Martin is as polarizing a figure in his world as Paltrow is in hers, and “Ghost Stories” humanizes them while still managing to be universal in its reach. Sometimes it does this too much: Martin is a master of lyrical generalities, adept at telegraphing basic emotions — I’m lonely, I’m sad, I’ll meet you in the rain, I’ll fly away like a bird — but unequal to the deep dive a truly classic breakup album requires.

Still, there has never been such a revealing relationship album written by one celebrity we felt as if we knew about another celebrity we also felt as if we knew, even if its revelations may not all be intentional. This isn’t just an album of garment-rending breakup songs, it’s an album with giddy newfound love songs. Songs written about someone who clearly isn’t Gwyneth Paltrow, by someone who was married to Gwyneth Paltrow at the time.

So it’s awkward. “A Sky Full of Stars” (“Cause you get brighter the more it gets dark / I’m gonna give you my heart”), an unofficial sequel to “Yellow,” is as anthemic, and as happy, as things get, which is to say, not very. “Magic” rides the mildest electro pulse imaginable, but it’s one of the few tracks that feels as if it was made by a band. “Ghost Stories” can come uncomfortably close to resembling a Chris Martin solo album.

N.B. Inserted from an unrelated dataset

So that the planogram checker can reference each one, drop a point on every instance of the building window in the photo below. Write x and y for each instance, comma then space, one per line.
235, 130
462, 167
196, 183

With sometime collaborator Brian Eno (he produced the fine “Viva la Vida” and contributed to the tolerable parts of “Mylo Xyloto”) absent, and guitarist Jonny Buckland unwisely minimized (“Ghost Stories” belongs to its synths, pianos and bass), Martin is left to his own devices. The result is a great premise chained to an album of modest pleasures, its lyrics too ethereal to carry much charge, its melodies too mild to prop them up. As a piece of art, “Ghost Stories” is an exercise in frustrated potential. As a historical document of a celebrity divorce as a slow-motion car crash, it’s not much either, but it’s the best we have.